Patients who received candesartan – an angiotensin receptor blocker – or placebo within the first week after a stroke had virtually the same cardiovascular, clinical, and functional outcomes 6 months later, Dr. Eivind Berge reported at a Feb. 11 press briefing during the International Stroke Conference.

In fact, said Dr. Berge, patients taking the drug experienced slightly – though not significantly – increased rates of poor outcomes. "When we looked at the secondary end points, we found a slight difference in favor of placebo," in most cardiovascular outcomes, he said, with placebo significantly better in the finding of stroke progression within 2 days.

"This was statistically significant with a P value of .04," said Dr. Berge, principal investigator of the Scandinavian Candesartan Acute Stroke Trial (SCAST).

Other trials have examined the effect of different antihypertensives on stroke outcome, but SCAST is the largest to date and the only one that has studied candesartan, said Dr. Berge, who is also an internist at the Oslo University Hospital. The study enrolled 2,029 patients with ischemic or hemorrhagic stroke.

All patients in the SCAST trial had a systolic blood pressure of at least 140 mm Hg within 30 hours of symptom onset. They were randomized to either candesartan (1,017) or placebo (1,012) and treated for 7 days. Patients taking the study drug began treatment at 4 mg and progressed to 16 mg on days 3-7.

The patients’ mean age was 71 years; at baseline, their mean systolic blood pressure was 171 mm Hg, and their mean diastolic pressure was 90 mm Hg. About 85% had suffered an ischemic stroke, while 14% had hemorrhagic strokes; the remaining patients had a transient ischemic attack.

The study had two primary end points: the combination of death or major disability according to the modified Rankin Scale (mRS) by 6 months, and the combination of vascular death, heart attack, or another stroke within 6 months.

Secondary end points were all-cause death, and additional cardiovascular outcomes, including another stroke, heart attack, stroke progression, symptomatic hypotension, renal failure, and symptomatic venous thromboembolism.

Candesartan lowered blood pressure almost immediately, Dr. Berge said.
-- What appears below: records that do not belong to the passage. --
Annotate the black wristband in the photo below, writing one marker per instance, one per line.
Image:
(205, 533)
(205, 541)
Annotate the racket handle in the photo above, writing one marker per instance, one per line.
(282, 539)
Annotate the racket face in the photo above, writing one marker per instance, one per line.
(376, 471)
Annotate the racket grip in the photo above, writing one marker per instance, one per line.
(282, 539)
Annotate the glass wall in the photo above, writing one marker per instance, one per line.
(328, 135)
By the end of the treatment period, blood pressures in the active group dropped to a mean of 147/82, compared with 152/84 in the placebo group. "Blood pressure was lowered by a statistically significant amount [compared with placebo] by day 2. From day 4 onward, we saw more modest blood pressure reduction."

But, at 6 months, none of the primary composite end points were significantly different between the two groups. The adjusted analysis showed that the composite vascular end point occurred in 12% of the active group and 11% of the placebo group; the adjusted hazard ratio in both groups was 1.09.
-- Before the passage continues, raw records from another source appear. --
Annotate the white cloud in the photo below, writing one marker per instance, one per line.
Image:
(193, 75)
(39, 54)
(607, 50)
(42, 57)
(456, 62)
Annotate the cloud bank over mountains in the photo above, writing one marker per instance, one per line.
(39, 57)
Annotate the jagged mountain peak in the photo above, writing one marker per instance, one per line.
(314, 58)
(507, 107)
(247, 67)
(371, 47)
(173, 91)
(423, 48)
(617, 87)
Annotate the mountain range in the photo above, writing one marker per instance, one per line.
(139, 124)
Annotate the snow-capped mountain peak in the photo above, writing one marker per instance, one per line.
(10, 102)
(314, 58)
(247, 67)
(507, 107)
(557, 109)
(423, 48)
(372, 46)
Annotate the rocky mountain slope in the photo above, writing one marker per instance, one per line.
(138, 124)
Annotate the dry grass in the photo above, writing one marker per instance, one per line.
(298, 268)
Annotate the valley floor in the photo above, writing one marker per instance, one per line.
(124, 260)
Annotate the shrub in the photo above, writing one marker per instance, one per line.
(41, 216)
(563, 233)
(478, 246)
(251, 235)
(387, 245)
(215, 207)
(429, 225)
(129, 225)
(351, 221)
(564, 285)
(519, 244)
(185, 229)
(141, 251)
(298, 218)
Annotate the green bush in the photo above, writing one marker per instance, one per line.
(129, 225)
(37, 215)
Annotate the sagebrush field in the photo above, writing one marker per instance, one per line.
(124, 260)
There were similar numbers of patients in each of the seven mRS levels. The most frequent mRS level at 6 months was 1 (290 active and 317 placebo patients). An mRS of 0 was achieved by 175 active patients and 192 placebo patients, while 84 active and 78 placebo patents had died.

Nor were there any statistically significant differences in any of the secondary end points, with the exception of stroke progression within 2 days. This occurred in 6% of the candesartan patients and 4% of the placebo patients (risk ratio 1.47; P = .04).
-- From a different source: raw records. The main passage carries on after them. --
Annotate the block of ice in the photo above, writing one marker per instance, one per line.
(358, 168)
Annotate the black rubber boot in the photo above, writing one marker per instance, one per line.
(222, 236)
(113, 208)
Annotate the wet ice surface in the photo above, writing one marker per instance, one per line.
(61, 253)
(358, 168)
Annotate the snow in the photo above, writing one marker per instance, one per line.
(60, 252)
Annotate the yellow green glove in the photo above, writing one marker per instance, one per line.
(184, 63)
Dr. Berge said the findings were in accord with 10 previous studies, none of which found a significant advantage to lowering blood pressure in acute stroke. "All of these previous studies were small trials of different blood pressure–lowering agents with 100 or fewer patients," Dr. Berge said. Therefore he says he believes further investigations are still warranted.

"There are two ongoing trials that we hope will clarify whether there are subgroups of patients or different approaches to blood pressure–lowering management where a treatment benefit can be obtained," he said.

The study was published simultaneously to Dr. Berge’s presentation at a press conference in the Feb. 11 issue of the Lancet (doi:10.1016/S0140-6736[11]60104-9).

The study was sponsored by the Southeastern Norway Regional Health Authority and Oslo University. Dr. Berge disclosed that he and some of the other authors had received speaker fees and other remuneration from AstraZeneca and Takeda but that none of these were related to candesartan.